Supreme Court squashes Mark Meadows' push to move Georgia election charges
WASHINGTON – Former White House chief of staff Mark Meadows has lost his bid to move his Georgia election interference case to federal court, where it might have been easier to avoid prosecution.
The Supreme Court on Tuesday declined to review a lower court’s rejection of Meadow’s attempt.
Meadows, who was charged with former President Donald Trump and 17 others in what prosecutors say was a sprawling conspiracy to reverse President Joe Biden's 2020 victory in Georgia, argued that the crimes he is accused of committing involved actions that were part of his federal job at the White House.
And the federal courts are the appropriate place to determine how the Supreme Court’s July ruling on presidential immunity should apply to his case, his lawyers told the justices.
Georgia prosecutors countered that the Supreme Court’s immunity decision was specific to presidents so doesn’t apply to Meadows.
And Circuit Chief Judge William Pryor of the 11th U.S. Circuit Court of Appeals wrote last year that state courts are capable of evaluating any federal immunity claims.
In September, a federal judge rejected a similar effort by Meadows to move criminal charges against him in Arizona to federal court.
Meadows and a handful of other defendants contend their cases should be heard in federal court because they were federal officials at the time the alleged crimes occurred. Meadows testified last year that his actions scheduling and participating in meetings with Trump were part of his duties as chief of staff.
Federal law allows certain federal officials to move their state cases to federal court – a vestige of the Reconstruction era, when the federal government was concerned about southern state prosecutors and courts harassing federal officials for carrying out their work.
But the appeals court found the statute didn’t apply to former federal officials because charging them criminally wouldn’t affect a federal administration.
“In contrast, a state prosecution of a former officer does not interfere with ongoing federal functions – case-in-point, no one suggests that Georgia’s prosecution of Meadows has hindered the current administration,” Pryor wrote.
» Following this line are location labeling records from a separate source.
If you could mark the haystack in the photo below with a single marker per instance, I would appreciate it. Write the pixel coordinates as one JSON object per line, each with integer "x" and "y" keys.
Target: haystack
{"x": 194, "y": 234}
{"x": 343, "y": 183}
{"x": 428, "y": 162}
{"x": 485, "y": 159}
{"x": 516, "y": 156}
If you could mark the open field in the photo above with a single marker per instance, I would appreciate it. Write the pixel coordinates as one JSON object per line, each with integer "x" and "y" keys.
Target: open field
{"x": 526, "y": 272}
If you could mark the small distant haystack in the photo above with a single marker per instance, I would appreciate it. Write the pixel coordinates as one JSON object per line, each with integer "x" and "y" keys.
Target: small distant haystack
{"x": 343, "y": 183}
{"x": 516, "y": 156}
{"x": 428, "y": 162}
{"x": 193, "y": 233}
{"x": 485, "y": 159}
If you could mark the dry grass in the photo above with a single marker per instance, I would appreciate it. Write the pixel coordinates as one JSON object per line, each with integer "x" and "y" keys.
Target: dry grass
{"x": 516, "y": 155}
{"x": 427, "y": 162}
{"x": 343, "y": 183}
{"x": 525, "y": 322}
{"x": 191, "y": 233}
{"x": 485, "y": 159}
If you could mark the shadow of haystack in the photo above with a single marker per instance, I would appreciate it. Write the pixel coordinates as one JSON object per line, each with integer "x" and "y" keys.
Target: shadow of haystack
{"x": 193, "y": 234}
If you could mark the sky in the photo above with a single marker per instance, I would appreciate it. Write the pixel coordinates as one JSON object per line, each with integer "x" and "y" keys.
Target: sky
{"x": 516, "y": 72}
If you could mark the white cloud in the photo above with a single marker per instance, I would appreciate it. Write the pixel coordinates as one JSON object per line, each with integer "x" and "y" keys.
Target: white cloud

He also said Meadows’ official duties as chief of staff “did not extend to an alleged conspiracy to overturn valid election results.”
Meadows' attorney said he's confident Meadows will eventually be exonerated.
"The Supreme Court’s not hearing this case now only means that we will have to continue to assert his rights and his substantive innocence in state courts for the time being," George J. Terwilliger III said in a statement.
Meadows is charged with racketeering and with soliciting Georgia Secretary of State Brad Raffensperger to violate his oath of office during a call Jan. 2, 2021, when Trump asked him to "find" enough votes to overtake Biden's winning margin.
The indictment describes Meadows attending a White House meeting with Trump and Michigan lawmakers, sending messages to Pennsylvania lawmakers, requesting a memo regarding “disrupting and delaying the joint session of Congress on Jan. 6, 2021,” trying to observe a nonpublic audit of Georgia voting and arranging the Raffensperger call.
Meadows testified at his hearing in U.S. District Court last year that arranging calls and setting up meetings for the president were part of his job. But prosecutors and judges noted Meadows offered no limits to what the job entailed.
The Georgia trial has been on hold as the state Court of Appeals considers whether to remove District Attorney Fani Willis from the case, as Trump and others have requested, because of her romantic relationship with another prosecutor.
The future of the trial became even more uncertain after Trump was elected this month to another term.